The paper examines Nigeria's legal requirements for the various types of company-community agreements that exist in mining, and oil and gas sectors. Also, the paper compared Nigeria's legal and regulatory requirements with similar contractual relations in Canada and Australia.
He maintained that in the Nigerian context, to understand the basis for industry community agreement (what the Mining Act calls Community Development Agreement), there is a need to look at the constitution.
"The first time when I started this project, the first thing people ask me was that Nigeria operates a constitutional democracy and by the constitution, all resources wherever found in Nigeria belong to the federal government."
The seminar attendees were curious to know whether a community now has the right to enter into a private agreement with a resource developer that has acquired resource development title from the federal government.
"However, looking at the Mining Act, 2007, the act made interesting provisions regarding the right of what the Act calls ‘Host Communities’ to negotiate community development agreements. But in the Petroleum sector, the status still remains that there is no obligation."
All the agreements that have existed in the oil and gas sector which are basically non-binding agreements styled as MOUs or GMOUs, the products of the exigencies of the challenges of the Niger Delta where the companies felt the need to enter into these types of agreements as a deliberate strategy to achieve relative peace with communities.
As for the petroleum sector, he said there is no existing legal or policy framework similar to what exists in the mining sector.
"But the Petroleum Industry Bill is still undergoing legislative processes before the national assembly. Recently, before the term of the 8th assembly ended, they passed two aspects of the PIB and the public hearings were held regarding the aspect of dealing with host communities."
He maintained, however, that the bill has provisions for some form of recognition for host communities.
"But there is no express provision for community engagement or active community participation in the process of development.
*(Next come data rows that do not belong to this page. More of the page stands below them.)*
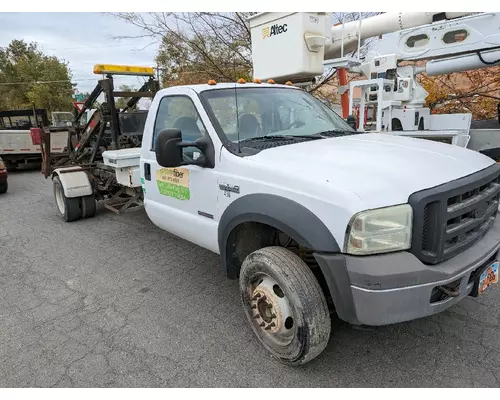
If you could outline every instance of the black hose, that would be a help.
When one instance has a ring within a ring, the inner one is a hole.
[[[498,60],[495,60],[495,61],[486,61],[486,60],[483,58],[483,56],[481,55],[481,52],[480,52],[479,50],[476,52],[476,54],[477,54],[477,56],[479,57],[479,60],[480,60],[483,64],[485,64],[485,65],[494,65],[494,64],[496,64],[496,63],[500,62],[500,58],[499,58]]]

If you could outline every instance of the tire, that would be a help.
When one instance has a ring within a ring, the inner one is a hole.
[[[330,339],[330,313],[317,279],[300,257],[283,247],[257,250],[243,262],[239,284],[252,330],[272,356],[299,366],[323,352]]]
[[[95,196],[91,194],[90,196],[81,197],[82,201],[82,218],[92,218],[95,215],[96,204]]]
[[[8,188],[9,188],[9,184],[7,182],[0,183],[0,194],[7,193]]]
[[[66,197],[61,180],[58,176],[54,177],[53,182],[54,198],[56,200],[56,208],[59,211],[59,214],[66,222],[76,221],[81,215],[80,197]]]

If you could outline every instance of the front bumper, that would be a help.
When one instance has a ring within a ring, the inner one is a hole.
[[[315,253],[338,316],[362,325],[388,325],[446,310],[468,296],[475,272],[498,260],[500,218],[474,246],[437,265],[409,252],[355,257]],[[437,286],[459,283],[457,297],[431,302]]]

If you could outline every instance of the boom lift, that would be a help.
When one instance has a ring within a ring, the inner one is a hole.
[[[62,154],[52,153],[50,131],[43,129],[41,134],[44,149],[42,172],[45,178],[56,173],[60,180],[85,181],[88,177],[93,181],[92,186],[96,188],[94,193],[85,193],[70,199],[86,203],[79,205],[85,214],[82,217],[93,216],[95,200],[105,200],[105,207],[116,213],[142,206],[138,168],[129,168],[126,160],[127,157],[133,158],[135,152],[140,149],[147,111],[133,109],[141,98],[153,98],[159,90],[159,83],[154,79],[154,70],[150,67],[96,65],[94,73],[105,75],[105,78],[99,80],[76,115],[69,129],[66,151]],[[143,76],[148,79],[138,91],[123,92],[114,89],[115,75]],[[96,107],[87,123],[80,124],[82,116],[92,109],[101,94],[104,94],[104,102]],[[116,97],[130,97],[124,109],[116,108]],[[120,162],[103,158],[105,151],[113,154],[113,151],[120,149],[130,149],[128,153],[120,153]]]
[[[272,24],[284,26],[286,31],[265,35]],[[431,115],[424,107],[428,93],[417,75],[500,65],[500,13],[384,13],[331,28],[330,24],[328,13],[261,13],[251,17],[255,77],[304,84],[322,75],[325,67],[347,69],[365,77],[349,85],[349,115],[354,111],[354,89],[361,89],[360,130],[365,129],[365,107],[374,106],[375,131],[471,147],[471,115]],[[377,36],[362,56],[362,41]],[[300,51],[291,52],[285,41]],[[347,55],[353,51],[356,57]],[[401,65],[425,60],[424,66]],[[342,93],[347,88],[340,89]],[[474,146],[479,148],[474,150],[485,150],[491,135],[475,139]]]

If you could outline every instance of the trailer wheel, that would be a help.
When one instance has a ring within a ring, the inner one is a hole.
[[[260,343],[298,366],[323,352],[331,321],[321,287],[307,264],[282,247],[250,254],[240,271],[243,308]]]
[[[92,218],[96,211],[95,196],[93,194],[90,196],[83,196],[81,197],[81,200],[82,218]]]
[[[66,222],[76,221],[80,218],[80,198],[66,197],[58,176],[54,177],[54,197],[59,214]]]
[[[8,188],[9,188],[9,184],[7,182],[0,183],[0,194],[7,193]]]

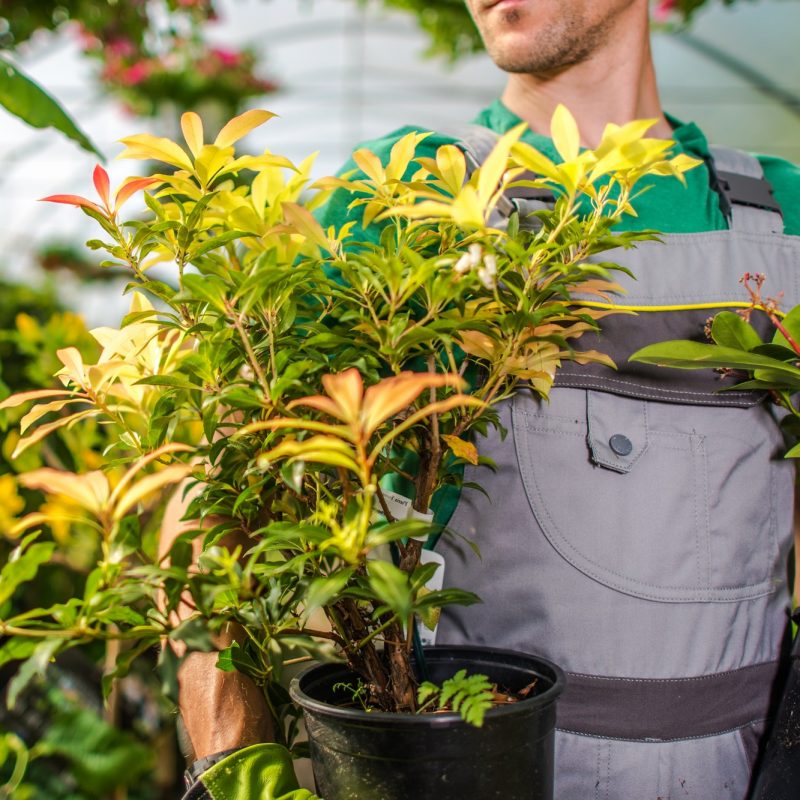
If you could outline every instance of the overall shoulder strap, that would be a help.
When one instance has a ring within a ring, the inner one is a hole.
[[[732,230],[782,233],[781,207],[764,177],[761,162],[730,147],[711,147],[711,186]]]
[[[488,157],[497,144],[498,134],[483,125],[464,125],[452,134],[456,139],[456,146],[461,148],[467,160],[468,174],[476,170]],[[532,173],[520,175],[520,179],[533,179]],[[515,211],[520,218],[526,217],[533,211],[550,208],[555,202],[552,192],[546,189],[531,189],[517,186],[509,189],[497,204],[496,212],[508,219]]]

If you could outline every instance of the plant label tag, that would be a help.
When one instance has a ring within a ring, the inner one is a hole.
[[[419,557],[420,564],[438,564],[439,569],[433,573],[431,579],[425,584],[429,592],[438,592],[444,584],[444,556],[434,550],[423,550]],[[436,644],[436,629],[439,625],[440,608],[429,608],[425,615],[418,615],[419,625],[417,632],[423,646]]]
[[[386,500],[389,513],[397,520],[419,519],[423,522],[433,522],[433,514],[430,511],[427,514],[423,514],[422,511],[415,510],[411,500],[405,495],[384,489],[383,498]],[[424,542],[426,538],[420,539],[420,541]]]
So what we still have in the oil and gas sector is a non-binding industry-led approach of signing a memorandum of understanding with host communities."
We are looking to the legal framework for the communities in the petroleum sector,
He went on to argue that so long as the economic resource was held for the Nigerian citizens, it was important that a mining sector style framework and legislated, implicated and supported by the Federal Government. Unless this is done, the natural resources industry may miss a strategic opportunity to leverage its unique attributes to engineer or facilities development and community sustainability.
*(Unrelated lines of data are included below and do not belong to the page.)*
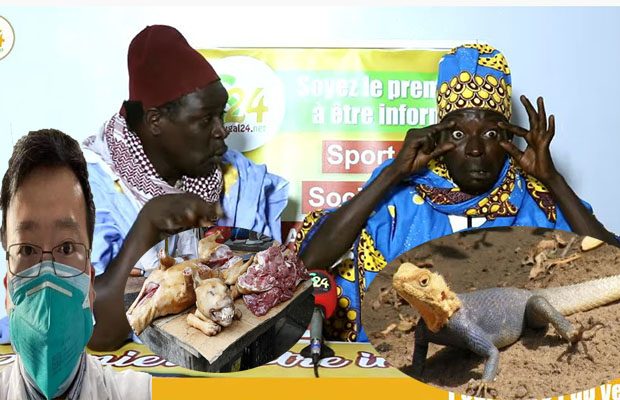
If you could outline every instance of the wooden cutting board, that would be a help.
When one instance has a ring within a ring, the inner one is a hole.
[[[154,353],[183,367],[206,372],[228,369],[247,348],[254,347],[269,354],[269,351],[277,345],[282,345],[275,343],[273,328],[276,324],[282,325],[287,321],[293,321],[295,325],[301,327],[299,333],[301,336],[310,322],[314,309],[312,281],[307,280],[299,284],[293,298],[278,304],[261,317],[252,314],[241,298],[235,301],[235,306],[241,310],[241,319],[233,321],[215,336],[207,336],[187,324],[187,314],[195,310],[193,307],[180,314],[156,319],[142,332],[140,339]],[[290,346],[298,338],[293,338]],[[273,354],[262,362],[278,355]],[[257,362],[260,356],[259,354]],[[258,365],[251,365],[254,366]]]

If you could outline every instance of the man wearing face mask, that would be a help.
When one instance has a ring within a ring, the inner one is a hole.
[[[397,157],[336,210],[310,213],[298,233],[308,268],[338,264],[340,299],[327,331],[367,340],[360,298],[385,265],[426,241],[468,228],[536,226],[615,242],[555,169],[555,133],[542,98],[521,97],[530,129],[511,125],[511,76],[488,45],[453,49],[439,64],[440,122],[411,129]],[[523,137],[524,151],[512,142]],[[345,254],[345,256],[343,256]]]
[[[150,399],[151,378],[103,367],[85,348],[93,333],[95,208],[79,144],[31,132],[2,180],[2,246],[13,364],[2,399]]]

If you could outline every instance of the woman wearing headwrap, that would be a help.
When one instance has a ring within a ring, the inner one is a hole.
[[[511,79],[488,45],[453,49],[439,64],[440,122],[407,132],[402,150],[335,210],[317,210],[297,236],[309,268],[336,266],[338,308],[329,336],[365,341],[360,303],[385,265],[424,242],[468,228],[536,226],[616,240],[555,169],[555,121],[521,101],[530,129],[509,123]],[[525,151],[511,143],[527,142]],[[343,256],[344,254],[344,256]]]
To back his claim, he referred to the Nigerian constitution, quoted relevant sessions of the Nigerian constitution which shows that wherever one finds economic natural resource - mineral ores and natural gas, it belongs to the federal government.
"If that is the case, on what basis can a community assert rights to negotiate or can a community assert a right to have an agreement negotiated," he questioned trying to reason with the critics.
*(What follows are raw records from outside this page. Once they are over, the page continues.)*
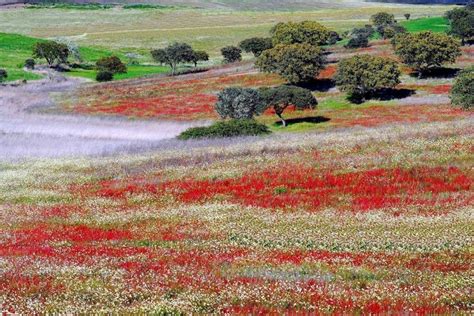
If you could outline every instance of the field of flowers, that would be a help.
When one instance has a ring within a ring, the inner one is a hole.
[[[356,50],[331,48],[331,54],[328,56],[330,63],[311,87],[318,98],[319,106],[314,111],[292,111],[290,108],[285,116],[298,122],[290,130],[433,122],[470,115],[450,106],[448,95],[453,84],[452,78],[433,77],[419,80],[410,75],[411,70],[407,67],[402,68],[402,83],[395,91],[399,96],[394,95],[387,100],[369,100],[363,105],[349,103],[331,81],[337,70],[334,62],[359,53],[396,59],[387,41],[375,41],[371,45]],[[453,67],[465,67],[466,63],[473,61],[472,49],[466,48]],[[64,98],[62,109],[88,115],[178,121],[214,120],[217,119],[214,111],[216,95],[223,88],[256,88],[282,83],[284,81],[277,75],[259,73],[251,63],[244,62],[237,66],[230,65],[177,78],[157,77],[85,86]],[[273,114],[269,110],[259,120],[277,128],[277,119]],[[304,118],[309,118],[309,122]]]
[[[0,309],[469,313],[473,123],[4,164]]]

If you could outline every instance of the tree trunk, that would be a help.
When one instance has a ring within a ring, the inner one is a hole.
[[[282,125],[283,127],[286,127],[286,121],[285,121],[285,119],[283,118],[283,116],[282,116],[281,114],[282,114],[282,113],[277,113],[276,115],[280,118],[280,120],[281,120],[281,125]]]

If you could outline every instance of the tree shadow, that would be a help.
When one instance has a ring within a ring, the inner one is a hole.
[[[353,94],[349,95],[347,99],[354,104],[362,104],[368,100],[380,100],[380,101],[390,101],[390,100],[399,100],[408,98],[416,93],[416,90],[413,89],[379,89],[371,94],[367,95],[358,95]]]
[[[336,83],[332,79],[314,79],[309,82],[298,84],[298,87],[318,92],[327,92],[335,86]]]
[[[319,124],[319,123],[328,122],[330,120],[331,120],[330,118],[324,117],[324,116],[309,116],[309,117],[298,117],[298,118],[286,119],[285,121],[286,121],[286,125],[290,126],[290,125],[294,125],[298,123]],[[282,122],[277,121],[275,122],[275,125],[281,126]]]
[[[416,93],[413,89],[381,89],[376,91],[370,99],[381,101],[390,101],[397,99],[405,99]]]
[[[414,78],[420,79],[428,79],[428,78],[454,78],[456,75],[461,71],[459,68],[447,68],[447,67],[439,67],[429,69],[424,71],[423,73],[414,72],[411,73],[410,76]]]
"But we have what is known as the Land Use Act which says that all land found in any state is held in trust on behalf of the citizens of the state. The argument, therefore, he went on, "is that the title of the federal government relates only to the resource where you have land title belonging to the state on behalf of the members of that state."
He further gave instances under the Land Use Act, where there is recognition for communal land. He maintained that the process of resource development is done under the context of multiple and overlapping legal rights.
"That, in my opinion, creates the basis for state and communities to assert a legal right, not to the resource but to negotiate for the conditions of access to the land."